Apr 22, 2015

Champion of Nursing: UnitedHealth Group

As one of the nation’s largest health insurers, UnitedHealth Group (UHG) is always looking to provide accessible, high-quality, patient-centered programs at lower cost. It found a winner in HouseCalls, a nurse-led care management program that’s been a staple since 2012 of its Medicare Advantage plans, including AARP Medicare Complete.

Last year, the innovative model saw nurse practitioners make nearly 753,000 visits to UnitedHealthcare members’ homes to give patients physical exams, take medical and social histories, complete medication reviews, provide counseling and education, and coordinate with members’ primary care providers. These nurse practitioners help connect patients with other services—such as behavioral health, nutritional or social programs—to keep members healthy and independent.

“HouseCalls has a tremendous impact on the lives of our members and the plan’s ability to manage their care,” said Kristy Duffey, UHG’s vice president of HouseCalls Clinical Operations. “When you see a primary care provider once a year, you typically see them for 10 minutes.

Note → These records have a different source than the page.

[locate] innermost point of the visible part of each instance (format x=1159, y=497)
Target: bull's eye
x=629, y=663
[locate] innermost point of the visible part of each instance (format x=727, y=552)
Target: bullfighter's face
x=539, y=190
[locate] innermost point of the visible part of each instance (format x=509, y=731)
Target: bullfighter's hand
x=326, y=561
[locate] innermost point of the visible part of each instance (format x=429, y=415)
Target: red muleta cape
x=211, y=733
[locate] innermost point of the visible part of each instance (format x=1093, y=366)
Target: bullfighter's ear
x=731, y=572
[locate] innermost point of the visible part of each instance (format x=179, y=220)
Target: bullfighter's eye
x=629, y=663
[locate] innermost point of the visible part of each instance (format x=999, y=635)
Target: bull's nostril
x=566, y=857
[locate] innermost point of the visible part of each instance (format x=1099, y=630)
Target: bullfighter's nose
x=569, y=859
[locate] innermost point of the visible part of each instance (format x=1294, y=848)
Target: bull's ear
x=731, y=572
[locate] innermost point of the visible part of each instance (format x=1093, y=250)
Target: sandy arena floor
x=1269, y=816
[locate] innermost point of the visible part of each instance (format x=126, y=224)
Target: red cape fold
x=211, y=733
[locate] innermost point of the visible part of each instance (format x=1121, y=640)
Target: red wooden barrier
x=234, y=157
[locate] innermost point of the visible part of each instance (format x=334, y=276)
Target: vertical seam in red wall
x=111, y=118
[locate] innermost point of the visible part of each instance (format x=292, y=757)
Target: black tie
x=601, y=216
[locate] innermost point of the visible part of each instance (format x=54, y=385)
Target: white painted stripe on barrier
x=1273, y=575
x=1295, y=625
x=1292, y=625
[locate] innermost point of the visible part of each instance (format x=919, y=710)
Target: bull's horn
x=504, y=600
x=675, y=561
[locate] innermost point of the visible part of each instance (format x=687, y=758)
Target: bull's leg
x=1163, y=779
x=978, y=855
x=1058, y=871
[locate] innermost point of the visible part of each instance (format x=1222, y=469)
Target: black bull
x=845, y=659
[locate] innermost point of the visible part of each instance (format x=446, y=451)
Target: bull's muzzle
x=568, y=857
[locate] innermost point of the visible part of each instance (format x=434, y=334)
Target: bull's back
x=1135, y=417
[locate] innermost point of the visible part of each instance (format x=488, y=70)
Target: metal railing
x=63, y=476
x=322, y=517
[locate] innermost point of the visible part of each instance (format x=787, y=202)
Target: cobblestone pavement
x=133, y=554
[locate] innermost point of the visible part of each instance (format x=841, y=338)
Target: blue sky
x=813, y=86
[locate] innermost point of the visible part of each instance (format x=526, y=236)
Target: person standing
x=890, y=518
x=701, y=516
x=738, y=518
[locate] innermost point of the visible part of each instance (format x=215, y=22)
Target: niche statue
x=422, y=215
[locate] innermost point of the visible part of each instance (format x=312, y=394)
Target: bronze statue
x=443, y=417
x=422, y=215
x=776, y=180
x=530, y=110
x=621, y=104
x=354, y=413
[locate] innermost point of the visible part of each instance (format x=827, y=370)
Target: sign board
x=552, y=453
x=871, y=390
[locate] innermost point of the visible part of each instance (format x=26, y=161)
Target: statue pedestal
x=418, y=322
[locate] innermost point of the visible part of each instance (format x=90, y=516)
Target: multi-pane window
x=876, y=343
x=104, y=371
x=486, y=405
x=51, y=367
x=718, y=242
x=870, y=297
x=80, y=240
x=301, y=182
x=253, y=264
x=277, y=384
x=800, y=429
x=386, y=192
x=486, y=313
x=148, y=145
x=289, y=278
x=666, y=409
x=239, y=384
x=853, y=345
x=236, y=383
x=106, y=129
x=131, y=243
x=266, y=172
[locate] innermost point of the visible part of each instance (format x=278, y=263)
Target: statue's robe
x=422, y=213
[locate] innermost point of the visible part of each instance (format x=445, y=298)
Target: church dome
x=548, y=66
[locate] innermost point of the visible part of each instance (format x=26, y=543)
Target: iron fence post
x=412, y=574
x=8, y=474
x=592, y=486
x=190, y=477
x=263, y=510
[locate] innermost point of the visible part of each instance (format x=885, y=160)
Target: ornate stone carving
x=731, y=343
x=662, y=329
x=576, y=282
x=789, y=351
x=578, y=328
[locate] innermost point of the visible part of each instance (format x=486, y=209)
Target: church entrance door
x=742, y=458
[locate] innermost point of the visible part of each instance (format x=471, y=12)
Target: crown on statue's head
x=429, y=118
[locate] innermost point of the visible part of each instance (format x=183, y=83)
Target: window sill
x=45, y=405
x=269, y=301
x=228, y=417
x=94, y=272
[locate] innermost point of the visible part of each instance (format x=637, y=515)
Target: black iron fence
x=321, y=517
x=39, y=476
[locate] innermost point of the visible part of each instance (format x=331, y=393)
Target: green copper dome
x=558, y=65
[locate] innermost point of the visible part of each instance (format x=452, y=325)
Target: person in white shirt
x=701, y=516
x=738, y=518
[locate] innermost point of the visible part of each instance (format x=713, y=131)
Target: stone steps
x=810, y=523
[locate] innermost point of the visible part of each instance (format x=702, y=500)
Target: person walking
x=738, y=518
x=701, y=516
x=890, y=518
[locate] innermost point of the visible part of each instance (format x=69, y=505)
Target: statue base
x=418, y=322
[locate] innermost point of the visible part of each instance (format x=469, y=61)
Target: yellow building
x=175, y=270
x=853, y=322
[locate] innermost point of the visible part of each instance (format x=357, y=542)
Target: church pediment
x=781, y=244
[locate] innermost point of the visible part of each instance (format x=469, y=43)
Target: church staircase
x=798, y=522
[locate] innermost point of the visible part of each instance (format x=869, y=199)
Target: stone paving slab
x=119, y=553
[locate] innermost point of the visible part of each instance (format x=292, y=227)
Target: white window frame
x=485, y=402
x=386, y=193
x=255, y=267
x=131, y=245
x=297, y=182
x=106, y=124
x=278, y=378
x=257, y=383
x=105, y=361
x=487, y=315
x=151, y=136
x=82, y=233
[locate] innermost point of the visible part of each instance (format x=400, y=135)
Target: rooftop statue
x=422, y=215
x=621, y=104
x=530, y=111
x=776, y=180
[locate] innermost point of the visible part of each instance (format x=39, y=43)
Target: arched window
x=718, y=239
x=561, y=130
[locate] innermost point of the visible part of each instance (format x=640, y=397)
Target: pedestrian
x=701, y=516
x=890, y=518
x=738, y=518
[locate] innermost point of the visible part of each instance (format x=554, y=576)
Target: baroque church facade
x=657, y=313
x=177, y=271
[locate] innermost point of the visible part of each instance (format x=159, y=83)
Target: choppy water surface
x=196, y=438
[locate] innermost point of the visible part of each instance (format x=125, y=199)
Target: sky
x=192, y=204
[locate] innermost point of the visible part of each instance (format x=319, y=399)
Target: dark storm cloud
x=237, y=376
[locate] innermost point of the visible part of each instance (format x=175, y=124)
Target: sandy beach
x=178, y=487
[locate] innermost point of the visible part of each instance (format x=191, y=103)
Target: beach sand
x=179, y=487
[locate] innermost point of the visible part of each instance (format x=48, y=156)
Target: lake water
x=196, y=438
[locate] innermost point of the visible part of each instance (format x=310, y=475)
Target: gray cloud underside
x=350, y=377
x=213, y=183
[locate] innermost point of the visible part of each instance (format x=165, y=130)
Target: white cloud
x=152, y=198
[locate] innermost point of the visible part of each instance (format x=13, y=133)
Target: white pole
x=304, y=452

With HouseCalls, we are spending 60 minutes assessing a patient’s health history and environmental risks to assess conditions long term. We’re trying to be preventive vs. reactive.”

HouseCalls is expected to make 860,000 visits this year to a significant percentage of United’s Medicare Advantage members. “The majority of our network is nurse practitioners,” says Duffey. Operating in 39 states, HouseCalls employs 1,200 nurse practitioners and growing.

HouseCalls is just one way UnitedHealth Group—a strong supporter of the Future of Nursing: Campaign for Action and a member of its business advisory board, the Champion Nursing Coalition—is advancing nursing.

In 2008, UnitedHealth Group established the Center for Nursing Advancement to improve the way it was hiring, retaining, and working with nurses. As the nation’s largest nongovernmental employer of nurses, UnitedHealth Group competes with others to hire and retain the linchpin of the primary care workforce.

“The Center is an industry best practice,” said Dawn Bazarko, the Center’s founder and now chief executive officer of Moment Health, a UnitedHealth Group company focused on mindfulness solutions.

It has become a champion for UnitedHealth Group’s thousands of nurses worldwide, as well as nurses everywhere. “We are doing a lot of things the Institute of Medicine’s 2010 report on nursing called for,” she said.

In addition to supporting nurse-led models of care, the Center offers professional development opportunities to prepare nurses as leaders and innovators in their field. It has also launched nurse executive leadership programs to help nurses gain business acumen and other skills to advance into leadership programs; sponsored research showing the value of nursing professionals; and formed an advisory board to advance nursing best practices, create strong professional and industry partnerships, influence nursing policy nationally, and further the profession.

Additionally, the United Health Foundation supports the Robert Wood Johnson Foundation’s Future of Nursing Scholars program, a program to build the next generation of nursing leaders through scholarship funding and leadership development.

The Campaign is proud to have the support of UnitedHealth Group and its Center, which recognize the critical value of nurses and are leveraging their strengths to make a positive impact for health care consumers, the nursing profession, and the health care industry.

This story appeared in the April 2015 issue of Advancing Health: News from the Campaign for Action.